Scientific classification
- Kingdom: Animalia
- Phylum: Chordata
- Class: Actinopterygii
- Division: Teleostei
- Order: Cichliformes
- Family: Polycentridae
- Genus: Polycentrus
- Species: P. schomburgkii
- Binomial name: Polycentrus schomburgkii Müller & Troschel, 1849

= Polycentrus schomburgkii =

- Authority: Müller & Troschel, 1849
- Conservation status: LC

Species of fish

Polycentrus schomburgkii, also known as the Guyana leaffish, is a species of fish belonging to the family Polycentridae. It inhabits fresh and brackish waters, both clear and turbid, of the northeastern part of South America and Trinidad. It reaches a maximum length of 5.5 cm.

==Description==
The females are a deep brown, but the males are velvety-black with turquoise or silver spots and flecks. It uses its coloration to blend in with its surroundings.

==In the aquarium==
Polycentrus schomburgkii is sometimes kept as an aquarium fish, where its small size allows for tanks as small as ten gallons in size. Like other South American leaffishes (and numerous other leaf-like fishes, for that matter) it is an ambush predator that floats motionless among plants until a smaller fish swims close enough for it to swallow. Because of its predator nature, its tank mates should be large enough to avoid being eaten; however, they also should not be vigorous enough to outcompete the leaf fish for food.
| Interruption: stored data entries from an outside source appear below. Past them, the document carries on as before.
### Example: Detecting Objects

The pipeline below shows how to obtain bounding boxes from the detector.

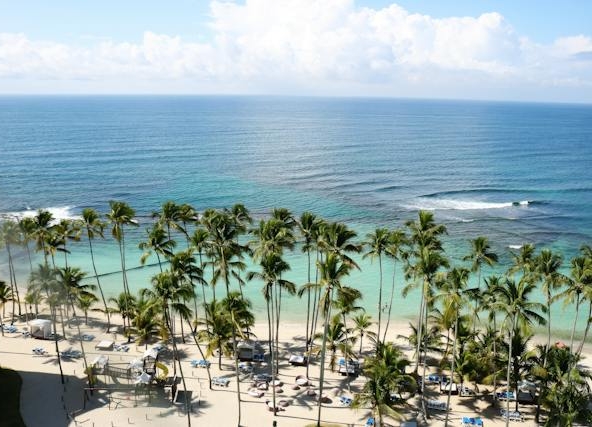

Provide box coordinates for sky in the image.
[1,0,592,102]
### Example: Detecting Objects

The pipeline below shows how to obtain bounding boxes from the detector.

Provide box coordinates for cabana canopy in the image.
[29,319,52,339]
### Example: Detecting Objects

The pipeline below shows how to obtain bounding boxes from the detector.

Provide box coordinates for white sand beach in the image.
[2,307,590,427]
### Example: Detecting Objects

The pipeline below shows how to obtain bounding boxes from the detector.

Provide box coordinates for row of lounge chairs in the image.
[496,391,516,401]
[61,349,82,359]
[2,324,18,333]
[500,409,524,422]
[113,343,130,352]
[339,396,353,407]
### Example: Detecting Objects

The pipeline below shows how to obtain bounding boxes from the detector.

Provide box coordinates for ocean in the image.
[1,95,592,334]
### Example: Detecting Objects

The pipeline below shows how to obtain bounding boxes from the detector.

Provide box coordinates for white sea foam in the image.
[0,206,81,222]
[406,198,530,211]
[508,244,523,250]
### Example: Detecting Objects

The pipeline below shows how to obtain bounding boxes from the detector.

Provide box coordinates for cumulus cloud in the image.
[0,0,591,100]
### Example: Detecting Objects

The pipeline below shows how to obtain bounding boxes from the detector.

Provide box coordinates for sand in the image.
[1,306,591,427]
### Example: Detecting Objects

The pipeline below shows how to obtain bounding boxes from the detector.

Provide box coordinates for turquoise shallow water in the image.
[1,96,592,332]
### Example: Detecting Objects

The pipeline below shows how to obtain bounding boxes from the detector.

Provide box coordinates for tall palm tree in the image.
[147,271,193,427]
[81,208,111,329]
[363,228,390,344]
[221,291,254,427]
[558,257,591,350]
[247,252,294,414]
[28,264,64,383]
[494,277,546,427]
[434,267,469,427]
[53,219,81,267]
[106,201,138,339]
[315,252,352,427]
[463,236,498,331]
[483,275,504,397]
[0,220,23,318]
[109,292,137,333]
[196,300,233,369]
[153,201,183,240]
[298,211,322,367]
[535,249,565,358]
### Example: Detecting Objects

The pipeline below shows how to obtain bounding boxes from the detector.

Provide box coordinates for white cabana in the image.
[237,340,263,361]
[29,319,52,339]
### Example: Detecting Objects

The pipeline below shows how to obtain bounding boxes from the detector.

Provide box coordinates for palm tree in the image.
[298,211,322,367]
[18,217,36,271]
[314,314,355,372]
[106,201,138,339]
[109,292,137,333]
[131,292,161,348]
[53,219,81,267]
[0,280,13,336]
[494,277,546,427]
[247,252,294,413]
[352,313,375,356]
[153,201,183,239]
[483,275,504,397]
[221,291,254,427]
[139,223,176,271]
[463,236,498,331]
[434,267,469,427]
[28,264,64,383]
[77,293,98,325]
[353,342,414,427]
[31,209,54,266]
[315,252,352,427]
[509,243,536,276]
[147,271,193,427]
[196,300,233,369]
[0,220,23,318]
[536,345,592,426]
[556,255,592,352]
[81,208,111,329]
[169,249,205,337]
[535,249,565,357]
[363,228,390,344]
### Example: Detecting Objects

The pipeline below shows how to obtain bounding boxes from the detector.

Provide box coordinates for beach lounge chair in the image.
[462,417,483,426]
[426,373,441,383]
[212,377,230,387]
[253,353,265,362]
[288,353,307,366]
[248,388,264,398]
[426,399,447,411]
[365,417,375,426]
[339,396,353,406]
[295,375,309,386]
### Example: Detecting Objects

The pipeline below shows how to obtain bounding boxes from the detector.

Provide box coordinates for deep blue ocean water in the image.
[1,96,592,332]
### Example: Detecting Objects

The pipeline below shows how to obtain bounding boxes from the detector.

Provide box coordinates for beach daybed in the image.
[288,353,307,366]
[500,409,524,422]
[95,340,114,350]
[426,399,447,411]
[212,377,230,387]
[295,375,309,386]
[462,416,484,426]
[190,359,210,368]
[32,347,47,356]
[339,396,353,406]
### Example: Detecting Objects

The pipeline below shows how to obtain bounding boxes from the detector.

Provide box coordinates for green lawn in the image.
[0,367,26,427]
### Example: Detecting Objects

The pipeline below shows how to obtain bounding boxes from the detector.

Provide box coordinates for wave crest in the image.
[0,206,81,222]
[405,198,532,211]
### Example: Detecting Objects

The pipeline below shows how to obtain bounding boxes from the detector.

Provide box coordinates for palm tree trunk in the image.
[70,300,90,381]
[7,244,22,317]
[505,316,516,427]
[316,287,334,427]
[493,316,498,400]
[88,235,110,330]
[186,319,212,390]
[377,255,383,345]
[577,301,592,357]
[570,294,581,350]
[444,309,458,427]
[414,280,426,374]
[269,285,277,417]
[51,305,65,384]
[304,247,312,377]
[383,260,397,344]
[165,308,191,427]
[546,289,552,357]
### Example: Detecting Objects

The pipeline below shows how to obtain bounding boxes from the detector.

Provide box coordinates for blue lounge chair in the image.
[365,418,375,426]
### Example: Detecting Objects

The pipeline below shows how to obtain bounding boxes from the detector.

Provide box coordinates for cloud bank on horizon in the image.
[1,0,592,102]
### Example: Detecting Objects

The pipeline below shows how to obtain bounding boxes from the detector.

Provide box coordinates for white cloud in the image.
[0,0,591,101]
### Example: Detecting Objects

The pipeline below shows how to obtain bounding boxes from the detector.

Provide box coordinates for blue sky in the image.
[1,0,591,102]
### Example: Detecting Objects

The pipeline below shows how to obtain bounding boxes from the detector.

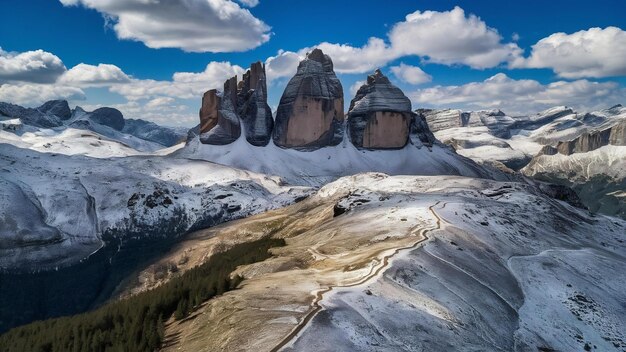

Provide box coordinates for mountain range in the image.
[0,48,624,351]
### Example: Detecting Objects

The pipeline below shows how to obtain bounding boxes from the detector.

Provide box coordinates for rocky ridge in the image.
[198,48,436,151]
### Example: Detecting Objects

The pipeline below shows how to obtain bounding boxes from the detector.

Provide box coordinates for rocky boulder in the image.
[199,79,241,145]
[90,107,125,131]
[347,69,414,149]
[273,48,344,149]
[237,61,273,146]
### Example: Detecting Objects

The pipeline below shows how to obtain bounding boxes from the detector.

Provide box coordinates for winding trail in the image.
[270,201,448,352]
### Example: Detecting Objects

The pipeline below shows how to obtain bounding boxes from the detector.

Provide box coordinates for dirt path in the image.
[270,201,447,352]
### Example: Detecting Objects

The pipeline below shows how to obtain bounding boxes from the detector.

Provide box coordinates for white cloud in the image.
[266,6,521,78]
[111,61,244,100]
[389,7,522,69]
[60,63,131,86]
[82,100,195,127]
[0,83,85,106]
[512,26,626,78]
[0,48,66,84]
[409,73,624,114]
[145,97,176,109]
[390,63,432,85]
[307,38,392,73]
[59,0,271,53]
[264,50,303,83]
[349,80,365,97]
[236,0,259,7]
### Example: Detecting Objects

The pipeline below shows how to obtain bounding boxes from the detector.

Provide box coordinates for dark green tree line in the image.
[0,238,284,352]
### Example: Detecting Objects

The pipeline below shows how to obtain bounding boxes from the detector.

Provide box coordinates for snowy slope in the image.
[140,173,625,352]
[0,143,309,271]
[281,175,626,352]
[426,105,625,171]
[177,135,501,186]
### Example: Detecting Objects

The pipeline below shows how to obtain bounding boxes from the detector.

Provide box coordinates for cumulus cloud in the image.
[264,50,303,83]
[266,6,521,80]
[145,97,176,109]
[0,84,85,106]
[0,48,67,84]
[111,61,244,100]
[349,80,365,96]
[60,63,131,86]
[389,7,522,69]
[59,0,271,52]
[309,38,392,73]
[512,26,626,78]
[390,63,432,85]
[409,73,624,114]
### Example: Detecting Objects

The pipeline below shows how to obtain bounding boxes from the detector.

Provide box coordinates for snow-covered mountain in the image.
[0,143,309,271]
[123,173,625,352]
[422,105,626,218]
[0,100,187,154]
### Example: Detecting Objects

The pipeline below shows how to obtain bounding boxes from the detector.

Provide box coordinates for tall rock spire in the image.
[272,48,344,149]
[198,78,241,145]
[237,61,273,146]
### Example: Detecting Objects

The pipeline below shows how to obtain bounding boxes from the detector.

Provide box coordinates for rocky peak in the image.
[37,100,71,120]
[198,60,273,146]
[347,69,422,149]
[272,48,344,149]
[237,61,273,146]
[90,107,125,131]
[366,69,390,85]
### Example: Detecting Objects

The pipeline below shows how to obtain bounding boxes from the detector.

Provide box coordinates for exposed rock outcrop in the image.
[347,69,413,149]
[37,100,71,121]
[199,83,241,145]
[421,108,513,138]
[90,107,125,131]
[122,119,188,147]
[0,101,62,128]
[555,119,626,155]
[273,48,344,149]
[237,61,273,146]
[199,62,273,146]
These fish are known to be difficult aquarium inhabitants, requiring live foods such as small fish, bloodworms, and brine shrimp; they seldom adapt to a more prepared diet; further, they need soft, acidic, very clean water.

Spawning in the aquarium is known to be challenging. These fish spawn in a cave, often in a leaf, and the male guards them for 3 to 4 days before they become free swimming. The fry are well known for being very cannibalistic when poorly fed and are even more sensitive to sub par water quality than the parents.